In the SSD paper, there were two sizes of pictures of 300 × 300 and 512 × 512 input into the model, although the research shows that the accuracy of SSD_512 is a little higher than the accuracy of SSD_300. However, combined with the need to quickly deploy rescue after the disaster and SSD512 detection speed was significantly lower than the SSD_300, we chose to convert the size of the picture to 300 × 300 as training data. A convolutional autoencoder was constructed on the basis of the VGG16 layer of SSD (see
Figure 4). Given that the SSD model will resize the input image to 300 × 300, the input of the convolution autoencoder is also changed to 300 × 300 to maintain consistency.
Figure 6 shows the specific structure.
The data set is likewise augmented. First, 500 images with considerably prominent features are manually selected from the training data as the original data to be processed. Thereafter, 500 original images are horizontally mirrored and 90-, 180-, and 270-degrees rotated. This way, we obtain an additional four sets of 500 extended images. The next step is to mirror the images of the last three groups. The three processed sets of images plus 4000 images of the previously processed image and the original image are used. Lastly, 1000 images randomly sampled from these images are divided into two parts for the Gaussian noise processing and Gaussian blur processing. We eventually obtain 5000 training pictures.

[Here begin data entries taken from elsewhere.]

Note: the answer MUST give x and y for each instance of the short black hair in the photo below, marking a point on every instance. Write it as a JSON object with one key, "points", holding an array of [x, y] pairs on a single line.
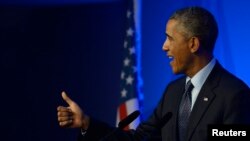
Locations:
{"points": [[198, 22]]}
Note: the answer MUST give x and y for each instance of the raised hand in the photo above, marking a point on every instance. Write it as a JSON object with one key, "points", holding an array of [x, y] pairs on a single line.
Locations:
{"points": [[71, 116]]}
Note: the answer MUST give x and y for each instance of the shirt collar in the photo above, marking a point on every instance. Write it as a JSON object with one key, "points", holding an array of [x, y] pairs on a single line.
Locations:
{"points": [[199, 78]]}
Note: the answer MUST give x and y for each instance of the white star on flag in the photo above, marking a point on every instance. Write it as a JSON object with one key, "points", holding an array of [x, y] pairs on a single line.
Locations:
{"points": [[122, 75], [124, 93], [129, 13], [126, 62], [132, 50], [130, 32], [129, 80], [125, 44]]}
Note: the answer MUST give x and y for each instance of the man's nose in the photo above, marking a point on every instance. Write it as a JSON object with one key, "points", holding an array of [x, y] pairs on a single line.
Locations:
{"points": [[165, 46]]}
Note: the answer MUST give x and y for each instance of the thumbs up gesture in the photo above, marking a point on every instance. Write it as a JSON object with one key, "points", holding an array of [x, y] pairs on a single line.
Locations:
{"points": [[71, 116]]}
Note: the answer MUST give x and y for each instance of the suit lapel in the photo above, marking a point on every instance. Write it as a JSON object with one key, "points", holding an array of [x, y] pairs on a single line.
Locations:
{"points": [[204, 99], [178, 95]]}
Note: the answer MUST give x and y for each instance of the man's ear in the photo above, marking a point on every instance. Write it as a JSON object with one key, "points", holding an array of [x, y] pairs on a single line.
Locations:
{"points": [[194, 44]]}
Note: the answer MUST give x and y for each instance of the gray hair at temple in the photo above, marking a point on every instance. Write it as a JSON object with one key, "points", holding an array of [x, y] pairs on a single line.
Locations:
{"points": [[198, 22]]}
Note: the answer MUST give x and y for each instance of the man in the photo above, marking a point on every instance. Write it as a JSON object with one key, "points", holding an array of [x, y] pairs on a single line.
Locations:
{"points": [[206, 94]]}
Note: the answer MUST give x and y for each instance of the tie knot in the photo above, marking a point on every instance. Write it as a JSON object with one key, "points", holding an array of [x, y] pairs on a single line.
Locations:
{"points": [[189, 86]]}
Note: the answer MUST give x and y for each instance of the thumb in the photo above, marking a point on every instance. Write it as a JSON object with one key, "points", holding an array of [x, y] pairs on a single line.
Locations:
{"points": [[66, 98]]}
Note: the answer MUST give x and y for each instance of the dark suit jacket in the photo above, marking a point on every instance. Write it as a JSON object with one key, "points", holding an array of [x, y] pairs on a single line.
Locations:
{"points": [[227, 101]]}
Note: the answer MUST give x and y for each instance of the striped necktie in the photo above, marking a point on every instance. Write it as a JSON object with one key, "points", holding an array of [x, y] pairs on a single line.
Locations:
{"points": [[185, 110]]}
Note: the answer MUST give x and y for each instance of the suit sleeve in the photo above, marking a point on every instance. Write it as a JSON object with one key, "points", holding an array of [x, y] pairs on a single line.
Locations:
{"points": [[146, 130]]}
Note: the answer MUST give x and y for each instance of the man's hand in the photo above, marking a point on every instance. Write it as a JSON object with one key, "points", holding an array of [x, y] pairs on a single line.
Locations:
{"points": [[71, 116]]}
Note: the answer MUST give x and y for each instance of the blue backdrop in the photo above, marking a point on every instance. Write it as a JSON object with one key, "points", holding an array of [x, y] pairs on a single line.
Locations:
{"points": [[50, 46]]}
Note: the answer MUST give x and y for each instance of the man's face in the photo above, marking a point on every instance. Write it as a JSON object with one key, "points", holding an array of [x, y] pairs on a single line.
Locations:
{"points": [[178, 49]]}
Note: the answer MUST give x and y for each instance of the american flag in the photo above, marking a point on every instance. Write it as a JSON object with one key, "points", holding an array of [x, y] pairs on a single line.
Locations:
{"points": [[130, 96]]}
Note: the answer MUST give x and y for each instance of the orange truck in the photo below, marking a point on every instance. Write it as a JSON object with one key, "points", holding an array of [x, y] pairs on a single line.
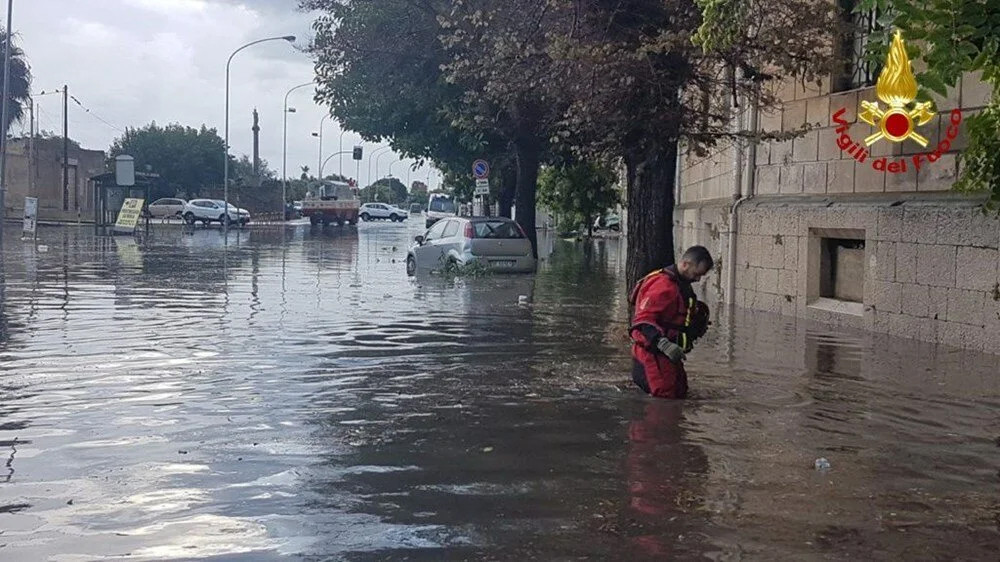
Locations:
{"points": [[334, 203]]}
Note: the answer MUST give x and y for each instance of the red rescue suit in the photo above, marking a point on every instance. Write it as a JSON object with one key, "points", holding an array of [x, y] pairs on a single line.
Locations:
{"points": [[665, 307]]}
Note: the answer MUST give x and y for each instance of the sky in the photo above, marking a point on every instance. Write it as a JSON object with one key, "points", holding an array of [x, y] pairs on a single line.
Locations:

Figure 7 shows the flow chart.
A total of 5000 images are labeled as the training set. The data without data augmentation processed were divided into test dataset and verification dataset. When training the model, the verification set is used to find the optimal model, while the test set is used in testing.
The objects to be identified in this research are categorized into two classes, namely, damaged buildings and debris. Damaged buildings in the current research refer to mildly damaged buildings. That is, the buildings are damaged but still standing. Meanwhile, debris refers to buildings destroyed and in ruins.
Figure 8 shows a few examples.
To make the target of the data to be detected prominently, the training data should be pre-processed before training the model. The brightness, contrast, hue, and saturation of the image must be randomly adjusted. The appropriate optical noise must be added to the image. Thereafter, the image was randomly cropped to substantially train the data of the small target. The SDD model was trained using the Windows platform. The loss function setting is as discussed in reference [
11]. The optimizer and hyperparameters that need to be set before training are shown in
Table 1.
After 80 k iterations, the learning rate dropped to 1 × 10−4, and after 100 k iterations to 1 × 10−4. The learning rate decay ensures that the model does not fluctuate substantially in the latter stages of training, thereby approximating the optimal solution.